Wegen Corona-Krise: Verantwortliche sagen Reinert Open 2020 ab

Dennis Bleck

Archivbild: Reinert Open 2019 - © Christian Helmig
Archivbild: Reinert Open 2019 (© Christian Helmig)

Als das Coronavirus am 13. März die Sportwelt praktisch stilllegte, zeigte sich Jan Miska noch vorsichtig optimistisch. Die Planungen für die Reinert Open vom 5. bis 12. Juli liefen bereits auf Hochtouren. Der Turnierdirektor des internationalen Damentennis-Turniers in Versmold war zuversichtlich, „dass sich die Lage bis zum Sommer ein wenig beruhigt". Jetzt, rund drei Wochen später, musste Miska diese Hoffnung begraben.

Nachdem am Mittwoch das bedeutendste Tennisturnier der Welt in Wimbledon abgesagt worden war und die internationalen Tennisverbände die Spielpause bis zum 13. Juli verlängert hatten, entschieden sich die Verantwortlichen in der Fleischstadt gestern dazu, auch die Reinert Open abzusagen. „Die Gesundheit aller geht vor", heißt es in einer Pressemitteilung der Entscheidungsträger. Turnierdirektor Miska bedauert die Absage zwar, hält sie aber für alternativlos.

Ähnlich wie die Noventi Open, die – wie berichtet – in diesem Jahr ebenfalls nicht stattfinden können, kam für die Verantwortlichen eine Verschiebung in den Spätsommer nicht in Betracht. „Wer kann schon garantieren, dass sich die Lage dann gebessert hat?", fragt Miska.

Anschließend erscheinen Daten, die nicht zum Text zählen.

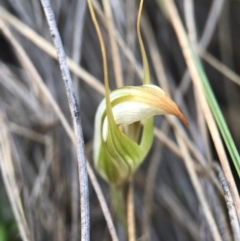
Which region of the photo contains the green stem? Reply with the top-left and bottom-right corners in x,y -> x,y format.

Derzeit geht er davon aus, dass die Reisefreiheit auch im August und September eingeschränkt bleibt. Weil außerdem viele andere Turniere zeitgleich stattfänden, sei die sportliche Qualität nicht gesichert. Zudem sei es mehr als fraglich, ob die Versmolder dann auf genügend Helfer zurückgreifen könnten.

„Die Bekämpfung 
der Pandemie ist 
das Wichtigste in diesem Jahr"

Statt noch in diesem Jahr steigt die 13. Auflage der Reinert Open deshalb erst im kommenden Sommer. „Die Bekämpfung der Pandemie ist das Wichtigste in diesem Jahr", betonen Miska und sein Kollege Karsten Wolf unisono: „Alles andere ist dem untergeordnet. Umso schöner wird es sein, wenn wir diese ungewöhnliche Zeit erfolgreich gemeistert haben und wir mit Spielerinnen, Sponsoren und Zuschauern im nächsten Jahr wieder ein wunderbares Tennisfest feiern können."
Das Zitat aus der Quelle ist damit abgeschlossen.